His experiences at Private Eye led him not only to defend the publication, but also to write for it. Glen found himself in the world of investigative journalism, tracking down and interviewing gun runners, and writing about them for Private Eye. This work resulted in him having bodyguards and regularly receiving death threats, but it all came to an abrupt halt when his parents' lives were threatened.
"I think a large part of my tragedy is that I'm courageous but incredibly nave and I think sometimes I thrived on the adrenaline, without recognising there were serious risks involved," he says.
"But, for me, it was all about getting to the truth and bringing down those people that appear whiter than white, especially where they have done wrong and there are victims involved."

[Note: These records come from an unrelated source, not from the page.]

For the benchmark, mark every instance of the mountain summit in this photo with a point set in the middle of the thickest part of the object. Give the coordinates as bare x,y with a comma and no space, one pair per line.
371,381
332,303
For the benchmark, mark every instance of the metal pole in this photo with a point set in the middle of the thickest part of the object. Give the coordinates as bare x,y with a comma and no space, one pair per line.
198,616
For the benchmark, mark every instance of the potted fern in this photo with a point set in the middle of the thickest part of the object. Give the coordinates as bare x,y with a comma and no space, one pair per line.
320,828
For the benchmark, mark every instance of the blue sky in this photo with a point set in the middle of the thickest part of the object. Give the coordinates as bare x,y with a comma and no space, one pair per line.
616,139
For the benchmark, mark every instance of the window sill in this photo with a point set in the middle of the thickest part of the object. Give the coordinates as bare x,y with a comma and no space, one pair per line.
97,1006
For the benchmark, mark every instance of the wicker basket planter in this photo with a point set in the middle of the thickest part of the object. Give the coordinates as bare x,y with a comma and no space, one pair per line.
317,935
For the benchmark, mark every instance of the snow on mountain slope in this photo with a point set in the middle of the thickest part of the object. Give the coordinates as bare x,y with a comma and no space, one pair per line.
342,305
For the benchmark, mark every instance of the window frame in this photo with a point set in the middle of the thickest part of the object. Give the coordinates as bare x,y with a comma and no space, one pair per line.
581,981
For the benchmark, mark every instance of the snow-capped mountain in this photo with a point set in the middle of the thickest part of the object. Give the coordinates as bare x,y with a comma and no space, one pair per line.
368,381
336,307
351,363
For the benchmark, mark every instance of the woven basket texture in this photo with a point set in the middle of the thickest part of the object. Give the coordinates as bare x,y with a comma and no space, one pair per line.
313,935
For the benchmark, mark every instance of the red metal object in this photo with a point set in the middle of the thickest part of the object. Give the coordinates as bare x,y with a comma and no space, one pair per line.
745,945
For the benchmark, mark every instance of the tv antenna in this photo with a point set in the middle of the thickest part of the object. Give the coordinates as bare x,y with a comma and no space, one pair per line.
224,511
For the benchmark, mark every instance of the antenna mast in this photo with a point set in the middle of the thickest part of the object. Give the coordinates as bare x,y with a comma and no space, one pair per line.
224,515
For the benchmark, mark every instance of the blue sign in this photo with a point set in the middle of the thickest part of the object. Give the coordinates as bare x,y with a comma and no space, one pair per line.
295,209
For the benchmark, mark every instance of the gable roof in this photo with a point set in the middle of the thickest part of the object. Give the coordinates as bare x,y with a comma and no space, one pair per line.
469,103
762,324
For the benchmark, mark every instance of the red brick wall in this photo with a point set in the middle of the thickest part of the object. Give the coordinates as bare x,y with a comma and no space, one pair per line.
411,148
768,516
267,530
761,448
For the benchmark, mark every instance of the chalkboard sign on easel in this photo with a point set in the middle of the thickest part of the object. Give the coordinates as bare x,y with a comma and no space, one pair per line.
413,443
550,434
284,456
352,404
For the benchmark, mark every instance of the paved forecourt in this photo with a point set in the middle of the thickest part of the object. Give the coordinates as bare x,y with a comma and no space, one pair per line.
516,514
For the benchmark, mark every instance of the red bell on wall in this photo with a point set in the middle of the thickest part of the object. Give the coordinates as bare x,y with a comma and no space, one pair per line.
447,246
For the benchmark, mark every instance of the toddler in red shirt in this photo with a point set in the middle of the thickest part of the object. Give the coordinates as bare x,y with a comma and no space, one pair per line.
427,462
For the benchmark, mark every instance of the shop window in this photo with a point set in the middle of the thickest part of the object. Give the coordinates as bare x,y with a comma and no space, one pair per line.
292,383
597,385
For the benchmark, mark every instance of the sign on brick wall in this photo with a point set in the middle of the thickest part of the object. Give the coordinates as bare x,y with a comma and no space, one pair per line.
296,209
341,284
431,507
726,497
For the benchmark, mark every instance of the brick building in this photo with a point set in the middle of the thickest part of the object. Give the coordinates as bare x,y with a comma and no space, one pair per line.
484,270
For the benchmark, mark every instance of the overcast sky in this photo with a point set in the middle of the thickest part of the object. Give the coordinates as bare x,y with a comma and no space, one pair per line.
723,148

After Private Eye he spent several years working for Robert Maxwell's Mirror Group as a litigation lawyer. He stresses he had nothing to do with the pensions side of the business, but also says he does not believe Maxwell intended to defraud the Mirror pensioners.
"I think he just died at the wrong time and he was using pension assets in a way which at the time was unclear as to what was legal and what was not. If you look at any billionaire or anyone with his sense of power you will be very lucky if you don't find some serious skeletons."
Glen says his former employer was a contradiction: "When I was first taken on by Maxwell my grandfather had just died and, after the interview, he said, "Give my regards to your family and I'm sorry for your loss".
"I remember coming out of there thinking that was a nice thing. But I have also known Maxwell to demand to speak to one of his personal secretaries at the time she was standing over her father's grave at his funeral.
"I think he was a lonely man, who was driven by power," Glen says. "I liked working for him, but I didn't like him, you couldn't help being fearful of him. But from a lawyer's point of view he was a dream - incredibly litigious and money was no object."
Glen left his job with Maxwell four months before the tycoon "went overboard". At the time he was under a lot of pressure, his father was diagnosed with cancer and he was nursing a friend who was HIV positive.
"It was all a bit much and I decided to take some time out," he explains. "I was completely burned out and I decided then that I didn't want to do the legal work I had been doing."
It was then that he was offered a job with the Black Sash group. During that time he began writing for the Natal Witness, the local newspaper and the oldest in South Africa, and rekindling his investigative journalism work.
He was leaked documents which showed financial irregularities involving the government, totalling £10m. "We recovered that money, which should have gone to a conflict resolution organisation, but it had been diverted elsewhere through corruption."
Although there were concerns the story would earn him unwanted attention, it also brought him recognition from Nelson Mandela.
Glen continued his work with victims when he went to Columbia for Christian Aid, where he worked with children whose families had been killed by paramilitaries.
"We played football on a field where, the week before, paramilitaries had played football with people's heads. We were staying at a refugee camp that had been grenade attacked," he explains.
"You can hate yourself because you are part of a world that allows these things to happen," he says. "I have such a massive sense of how unjust and awful the world can be that it makes me very angry and frustrated.
"In South Africa I worked as a Father Christmas at an AIDS orphanage and everything pales into insignificance when you hold in your arms kids who have done nothing wrong, but were born HIV positive and yet can still smile at you. It tests you, it really does."